The complexity of browsers has steadily increased over the years, driven by the continuous introduction and update of Web platform components, such as novel Web APIs and security mechanisms. Their specifications are manually reviewed by experts to identify potential security issues. However, this process has proved to be error-prone due to the extensiveness of modern browser specifications and the interplay between new and existing Web platform components. To tackle this problem, we developed WebSpec, the first formal security framework for the analysis of browser security mechanisms, which enables both the automatic discovery of logical flaws and the development of machine-checked security proofs. WebSpec, in particular, includes a comprehensive semantic model of the browser in the Coq proof assistant, a formalization in this model of ten Web security invariants, and a toolchain turning the Coq model and the Web invariants into SMT-lib formulas to enable model checking with the Z3 theorem prover. If a violation is found, the toolchain automatically generates executable tests corresponding to the discovered attack trace, which is validated across major browsers. We showcase the effectiveness of WebSpec by discovering two new logical flaws caused by the interaction of different browser mechanisms and by identifying three previously discovered logical flaws in the current Web platform, as well as five in old versions. Finally, we show how WebSpec can aid the verification of our proposed changes to amend the reported inconsistencies affecting the current Web platform.
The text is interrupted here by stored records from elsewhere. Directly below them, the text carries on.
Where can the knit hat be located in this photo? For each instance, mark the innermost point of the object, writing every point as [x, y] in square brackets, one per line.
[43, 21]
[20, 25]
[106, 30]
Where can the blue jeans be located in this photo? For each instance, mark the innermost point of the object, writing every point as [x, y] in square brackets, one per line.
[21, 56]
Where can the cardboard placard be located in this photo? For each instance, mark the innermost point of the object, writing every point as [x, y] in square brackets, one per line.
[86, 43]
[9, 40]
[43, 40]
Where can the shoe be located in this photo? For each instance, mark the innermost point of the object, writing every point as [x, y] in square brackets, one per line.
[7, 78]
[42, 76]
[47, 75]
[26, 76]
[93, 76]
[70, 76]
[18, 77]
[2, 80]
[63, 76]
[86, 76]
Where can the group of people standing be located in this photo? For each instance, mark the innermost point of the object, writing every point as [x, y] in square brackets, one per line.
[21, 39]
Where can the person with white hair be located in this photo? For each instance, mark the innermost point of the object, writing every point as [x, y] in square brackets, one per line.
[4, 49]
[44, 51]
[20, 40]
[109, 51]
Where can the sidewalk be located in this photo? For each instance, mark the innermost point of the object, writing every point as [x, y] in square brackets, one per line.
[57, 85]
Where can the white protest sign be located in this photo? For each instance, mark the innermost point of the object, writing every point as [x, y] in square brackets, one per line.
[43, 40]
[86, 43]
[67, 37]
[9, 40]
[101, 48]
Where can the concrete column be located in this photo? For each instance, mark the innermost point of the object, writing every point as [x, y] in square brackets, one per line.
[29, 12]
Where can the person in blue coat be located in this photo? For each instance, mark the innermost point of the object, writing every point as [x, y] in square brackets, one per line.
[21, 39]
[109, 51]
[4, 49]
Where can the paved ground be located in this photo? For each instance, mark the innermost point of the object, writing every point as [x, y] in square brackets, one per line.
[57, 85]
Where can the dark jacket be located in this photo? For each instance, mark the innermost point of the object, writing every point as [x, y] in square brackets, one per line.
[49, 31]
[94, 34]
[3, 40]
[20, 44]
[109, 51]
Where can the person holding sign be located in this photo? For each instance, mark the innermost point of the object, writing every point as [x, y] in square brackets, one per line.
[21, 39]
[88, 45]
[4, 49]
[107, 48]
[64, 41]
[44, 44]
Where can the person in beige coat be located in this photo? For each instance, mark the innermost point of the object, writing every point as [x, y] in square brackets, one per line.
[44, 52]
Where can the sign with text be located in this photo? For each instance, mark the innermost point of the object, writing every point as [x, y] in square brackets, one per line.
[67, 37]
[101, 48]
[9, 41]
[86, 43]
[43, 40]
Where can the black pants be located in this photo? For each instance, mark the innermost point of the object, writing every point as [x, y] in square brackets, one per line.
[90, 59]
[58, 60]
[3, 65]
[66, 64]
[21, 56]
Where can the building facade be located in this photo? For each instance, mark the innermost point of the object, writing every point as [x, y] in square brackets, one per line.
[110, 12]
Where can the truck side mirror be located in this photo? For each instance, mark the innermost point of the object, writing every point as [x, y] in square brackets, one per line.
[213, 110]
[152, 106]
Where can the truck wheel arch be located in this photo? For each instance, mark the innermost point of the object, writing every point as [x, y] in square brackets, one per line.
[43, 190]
Lorenzo Veronese, Stefano Calzavara, Luca Compagna

Modern web applications often rely on third-party services to provide their functionality to users. The secure integration of these services is a non-trivial task, as shown by the large number of attacks against Single Sign On and Cashier-as-a-Service protocols. In this paper we present Bulwark, a new automatic tool which generates formally verified security monitors from applied pi-calculus specifications of web protocols. The security monitors generated by Bulwark offer holistic protection, since they can be readily deployed both at the client side and at the server side, thus ensuring full visibility of the attack surface against web protocols. We evaluate the effectiveness of Bulwark by testing it against a pool of vulnerable web applications that use the OAuth 2.0 protocol or integrate the PayPal payment system.

Marco Squarcina, Mauro Tempesta, Lorenzo Veronese et al.

Related-domain attackers control a sibling domain of their target web application, e.g., as the result of a subdomain takeover. Despite their additional power over traditional web attackers, related-domain attackers received only limited attention by the research community. In this paper we define and quantify for the first time the threats that related-domain attackers pose to web application security. In particular, we first clarify the capabilities that related-domain attackers can acquire through different attack vectors, showing that different instances of the related-domain attacker concept are worth attention. We then study how these capabilities can be abused to compromise web application security by focusing on different angles, including: cookies, CSP, CORS, postMessage and domain relaxation. By building on this framework, we report on a large-scale security measurement on the top 50k domains from the Tranco list that led to the discovery of vulnerabilities in 887 sites, where we quantified the threats posed by related-domain attackers to popular web applications.